A $3 million grant from MassWorks infrastructure — announced Thursday, two months after the state agency turned down Gloucester’s initial $5 million application — brings the city closer to the level of funding needed to carry out a $7.5 million infrastructure and utility project for the Fort neighborhood while the Beauport Gloucester hotel proposal moves forward.
The state, which shot down Gloucester’s initial request in November, granted the funds to Gloucester on a second review — a second look that Gloucester for which Gloucester is thankful, Mayor Carolyn Kirk said Thursday.
”This project is one of only a few that can serve as a change agent for the local economy,” Kirk said. “A downtown hotel is a key part of the business infrastructure we are putting in place to support the city’s emerging marine science and technology economic sector.”
Gloucester will chip in the remaining $4.5 million for infrastructure repair that would cover sorely needed roadway improvements, a water pump station and utility upgrades along Commercial Street and around the former Birdseye industrial site that now includes a hotel overlay zone and is targeted for the planned hotel. Kirk proposed a financing plan for the city’s portion to city councilors yesterday.
”As we have done so successfully on a number of important projects for the city,” Kirk wrote in a letter to councilors, “we have pulled together a public/private partnership which, when taken together, provides the resources to rebuild the infrastructure which will benefit the businesses along Commercial Street, the residences in Fort Square, and support new growth and economic development for the city.”
The Kirk administration intends to fund the project with a combination of the MassWorks grant, money extended by the Beauport LLC developers advancing the hotel, water and sewer enterprise funds, surplus revenue from the city’s “free cash” account, and money from the city’s general fund.
The administration proposes allocating $1 million of “free cash” from the water and sewer enterprise funds, half to be taken from the water fund and the rest from the sewer fund. The city would also take a loan authorization for another $600,000 from the water and sewer enterprise funds.
”This approach allows the city to pay cash for a portion of the work, and keeps borrowing and the impact on water and sewer rates to the citizens of Gloucester to a minimum,” Kirk wrote.
Kirk is proposing tio the council that the remainder of the cost — pertaining to roadway and other non-sewer and non-water repairs — be drawn from the general fund. That would require about $1.5 million in general fund contributions. The exact contribution would be determined as costs arise with the completion of the hotel project.
”These are infrastructural improvements which are not utility related and therefore not eligible as water or sewer enterprise fund expenses,” Kirk wrote.

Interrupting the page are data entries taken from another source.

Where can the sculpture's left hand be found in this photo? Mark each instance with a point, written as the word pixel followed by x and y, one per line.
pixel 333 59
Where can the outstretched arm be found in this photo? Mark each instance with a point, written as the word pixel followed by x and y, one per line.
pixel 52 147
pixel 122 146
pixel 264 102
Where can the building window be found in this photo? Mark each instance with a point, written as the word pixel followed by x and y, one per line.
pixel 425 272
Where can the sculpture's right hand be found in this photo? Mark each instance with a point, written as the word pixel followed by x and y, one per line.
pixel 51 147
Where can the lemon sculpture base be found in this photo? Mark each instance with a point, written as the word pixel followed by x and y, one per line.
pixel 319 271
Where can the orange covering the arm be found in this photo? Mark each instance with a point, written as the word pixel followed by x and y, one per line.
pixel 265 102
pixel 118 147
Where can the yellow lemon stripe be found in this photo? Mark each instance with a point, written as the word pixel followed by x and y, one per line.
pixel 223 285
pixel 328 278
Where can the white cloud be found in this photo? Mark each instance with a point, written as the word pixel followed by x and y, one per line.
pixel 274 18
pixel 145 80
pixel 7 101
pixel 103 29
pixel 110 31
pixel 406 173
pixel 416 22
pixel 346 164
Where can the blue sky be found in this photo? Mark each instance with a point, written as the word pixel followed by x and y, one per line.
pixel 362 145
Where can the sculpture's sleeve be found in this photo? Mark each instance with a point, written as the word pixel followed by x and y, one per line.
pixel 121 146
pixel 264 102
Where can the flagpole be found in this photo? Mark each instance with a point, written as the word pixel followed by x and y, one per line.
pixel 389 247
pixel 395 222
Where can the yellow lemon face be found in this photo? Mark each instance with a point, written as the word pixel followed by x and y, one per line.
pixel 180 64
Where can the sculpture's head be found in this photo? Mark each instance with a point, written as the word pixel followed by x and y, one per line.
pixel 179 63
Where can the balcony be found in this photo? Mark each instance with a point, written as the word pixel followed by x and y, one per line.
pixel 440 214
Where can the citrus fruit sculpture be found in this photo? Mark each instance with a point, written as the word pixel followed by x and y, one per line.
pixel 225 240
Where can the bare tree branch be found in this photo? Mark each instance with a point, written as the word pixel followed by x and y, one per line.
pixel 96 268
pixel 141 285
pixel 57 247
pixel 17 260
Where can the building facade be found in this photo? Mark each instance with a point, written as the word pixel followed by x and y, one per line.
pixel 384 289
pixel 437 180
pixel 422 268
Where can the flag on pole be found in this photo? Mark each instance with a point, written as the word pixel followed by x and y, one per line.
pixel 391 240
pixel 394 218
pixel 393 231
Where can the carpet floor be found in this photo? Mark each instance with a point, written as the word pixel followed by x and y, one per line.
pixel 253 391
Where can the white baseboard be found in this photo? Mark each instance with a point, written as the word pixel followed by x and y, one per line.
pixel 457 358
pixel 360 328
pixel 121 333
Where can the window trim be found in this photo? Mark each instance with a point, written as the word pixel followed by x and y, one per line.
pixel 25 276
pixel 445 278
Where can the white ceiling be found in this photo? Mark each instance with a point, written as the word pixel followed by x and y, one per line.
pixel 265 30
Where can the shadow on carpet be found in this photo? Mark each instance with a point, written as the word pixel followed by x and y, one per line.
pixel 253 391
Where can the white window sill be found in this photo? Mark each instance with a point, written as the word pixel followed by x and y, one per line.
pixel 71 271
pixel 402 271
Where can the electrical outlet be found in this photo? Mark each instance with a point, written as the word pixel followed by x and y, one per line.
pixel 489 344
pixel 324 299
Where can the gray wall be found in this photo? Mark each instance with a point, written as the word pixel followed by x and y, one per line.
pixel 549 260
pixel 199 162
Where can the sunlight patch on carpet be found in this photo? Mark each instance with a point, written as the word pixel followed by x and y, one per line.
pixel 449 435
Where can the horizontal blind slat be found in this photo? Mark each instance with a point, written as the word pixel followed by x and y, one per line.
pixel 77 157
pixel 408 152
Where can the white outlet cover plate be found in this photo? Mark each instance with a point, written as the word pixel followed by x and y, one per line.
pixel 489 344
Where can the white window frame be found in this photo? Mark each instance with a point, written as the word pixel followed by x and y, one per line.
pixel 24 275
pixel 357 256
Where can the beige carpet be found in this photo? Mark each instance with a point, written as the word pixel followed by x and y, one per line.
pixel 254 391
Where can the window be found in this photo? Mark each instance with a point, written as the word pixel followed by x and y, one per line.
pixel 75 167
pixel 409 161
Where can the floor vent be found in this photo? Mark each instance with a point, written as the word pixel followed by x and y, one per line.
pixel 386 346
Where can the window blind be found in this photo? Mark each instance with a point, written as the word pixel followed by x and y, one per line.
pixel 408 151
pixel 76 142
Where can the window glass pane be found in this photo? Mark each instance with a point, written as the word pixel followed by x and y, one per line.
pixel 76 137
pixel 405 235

Beauport Gloucester LLC, the company formed and owned by New Balance owner Jim Davis and Cruiseport’s Sheree DeLorenzo, is planning to build a 101-room, $29.5 million hotel, and agreed to kick $2 million — $600,000 of which the company has already contributed to help Gloucester cover infrastructure improvement costs.
Though many Fort Square residents have long opposed plans for an incoming hotel, which have been in the works for five years, local politicians Rep. Ann-Margaret Ferrante, D- Gloucester, and Senate Minority Leader Bruce Tarr have also stood behind the hotel project, calling it an important piece in Downtown Gloucester’s revitalization.
“This project will assist the city in revitalizing downtown Gloucester and will be a benefit to our businesses and residents for years to come,” Ferrante said. “I look forward to working with the city to move these economic development projects forward while creating jobs in our community.”
Tarr said the impacts of the award would be “truly transformative” for Gloucester.
“Now the city, our state and the private sector are joined together to rebuild Commercial Street, spur private commercial investment, and create jobs that are urgently needed in our city and in our region,” Tarr said.